We sat crowded around the kitchen table less than a stone’s throw from the main farm house, two young frustrated farm couples and me, the farm coach. My eyes met the eyes of a daughter-in-law (DIL) whose ready tears were about to roll as I explained that sometimes in the culture of agriculture there are unrealistic expectations pitched on the folks who are trying their hardest to please.
I simply asked them to finish this sentence for me:
“The work on this farm is never done. No matter how many hours you put in or how hard you try, it is never __________”. “Enough” they all chimed in unison.
This is the shame game that is toxic on family farms that needs to stop now. You cannot function well in a workplace where you are always feeling like a failure. As someone said, “Failure is an event, not a person.”
It’s time to do some serious soul-searching and ask yourself if you acting like an unrelenting judge of those on your farm team who are trying their best to work hard and yet raise an emotionally healthy young family.
Find Brene Brown!
I encourage you to hit the TED.com site with your spouse and watch Brene Brown’s transparent account of listening to shame. Go online and buy both of her books: The Gift of Imperfection and Daring Greatly. You’re going to need a manual to refer to as you change your thinking. The perfectionists who are never pleased are going to wish courageous conversations confronting their nasty, addictive habits would stop.
The thing that is going to stop is shaming.
In Daring Greatly, Brown uses a quote from Theodore (Teddy) Roosevelt’s speech in l910to launch the key ideas of how we can dare to be different, letting go of guilt and shame.

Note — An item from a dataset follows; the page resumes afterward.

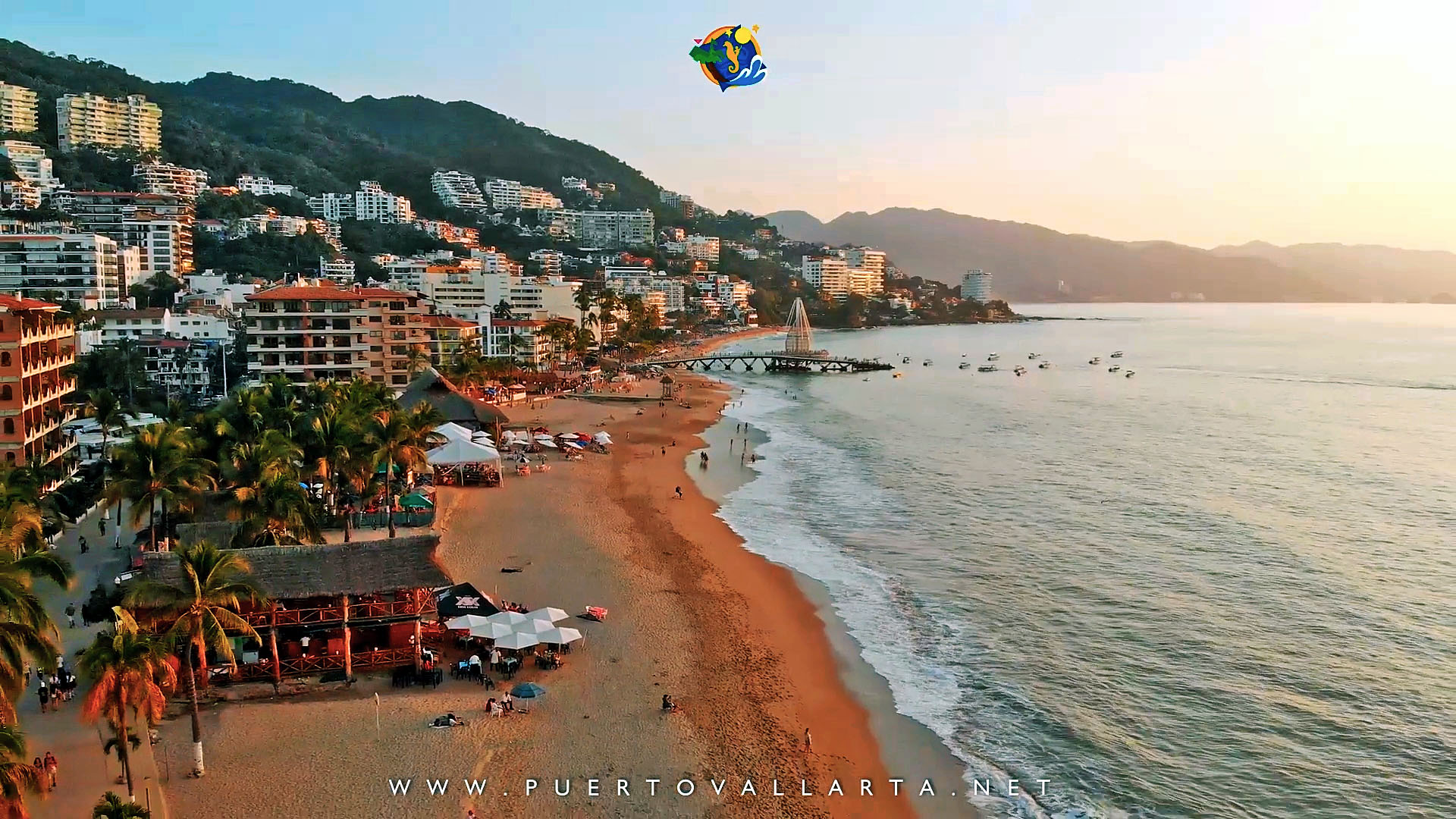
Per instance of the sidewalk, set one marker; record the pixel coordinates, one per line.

Brown’s definition of guilt is “I did something bad”. Her definition of shame simply is “I am bad”. No, you are not. You are a gifted, capable person who just happens to be stuck in a toxic farm. Brown sees shame as a sense of being defective.
“Our worst fear is being criticized or ridiculed, either one of these is extremely shaming,” Brown says.

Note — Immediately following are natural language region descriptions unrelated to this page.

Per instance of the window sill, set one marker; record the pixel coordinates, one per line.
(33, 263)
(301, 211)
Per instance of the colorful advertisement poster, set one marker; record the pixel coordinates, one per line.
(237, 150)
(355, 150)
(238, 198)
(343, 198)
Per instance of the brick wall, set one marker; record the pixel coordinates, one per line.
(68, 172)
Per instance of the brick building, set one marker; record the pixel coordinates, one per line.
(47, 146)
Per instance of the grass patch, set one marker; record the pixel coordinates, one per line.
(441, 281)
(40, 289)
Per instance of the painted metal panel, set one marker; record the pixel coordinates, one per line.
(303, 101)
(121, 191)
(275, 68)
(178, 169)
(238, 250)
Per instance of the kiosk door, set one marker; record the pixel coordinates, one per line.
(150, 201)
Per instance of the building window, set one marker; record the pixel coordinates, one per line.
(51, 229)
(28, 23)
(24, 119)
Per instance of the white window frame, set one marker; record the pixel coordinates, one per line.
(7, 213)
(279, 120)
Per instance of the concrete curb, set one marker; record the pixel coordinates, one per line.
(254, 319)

What are you going to do about it?
I received an email at Christmas from a young farmer who decided to move out, get a place of his own, buy some equipment gradually, and make his own way. I was pleased for him to see action steps that were helping him to move away from being shamed. Nothing he ever did to help his folks was ever appreciated, or good enough.
Another young farmers voice cracks as he explains he can longer stand the “financial guilt” that he feels. What he is asking for is gifts without strings attached, and freedom to make his own financial decisions on the farm without being scolded with “I told you this was a stupid thing to do !”
We don’t need to dredge up lots of nasty examples to make my case. We all need to offer concrete steps to slip off the jackets of guilt and not accept being shamed.
I am wired for positivity and empathy. I am curious if this could be the year that you spend some time in counseling, read Brown’s works, seek out God’s wisdom in the Bible, talk to clergy, and journal to reflect on what is working for you in your life, and what is not.
As the oldest child, I am aware of my birth order tendencies to be responsible and run to take care of others. But as my Westjet attendant reminds me, we need to put our own oxygen masks on first, and then look after those beside us.
Is the tension on your farm so great that you are losing your breath? Breathe. Seek out professional help. Know that every morning you wake up with a choice as to how we are going to be in order to step away from the shame game.
We are human. We make mistakes in how we act and speak. We are also forgiven. Jesus Christ gives me my model of forgiveness. I can apologize for bad behavior, be forgiven by the person I have hurt, and then let go. I can also work to make things right, with the intention of not causing hurt again.
What is your intention? Do you want to stay trapped and stuck in the muck of your farm scenario, or are you ready to reach out for help and a new way to feel? The economic forecasts may be causing you stress, and I don’t take financial pain lightly, yet each day we eat well and sleep in a safe warm bed. We can count our blessings, and decide to pull out the thorns in our lives. Brown suggest that gratitude is helpful in daring greatly to make things different.
Chuck Swindoll, a wise preacher, suggested that you should cut negative people out of your lives unless you are married to one, and then he encourages you to seek counseling. If you feel your are “married” to the farm, then you also have work to do to re-frame your thoughts, and actions to be able to cope with those who chose to throw muck and shame your way.
This is not easy to write, but as I age, I seem more compelled to speak about the trends I see on farms that are not helpful. It is my heart’s desire that every reader would enjoy a long, happy, and meaningful life on their farm, and in their family. Tell your family that you cherish them. Then do it.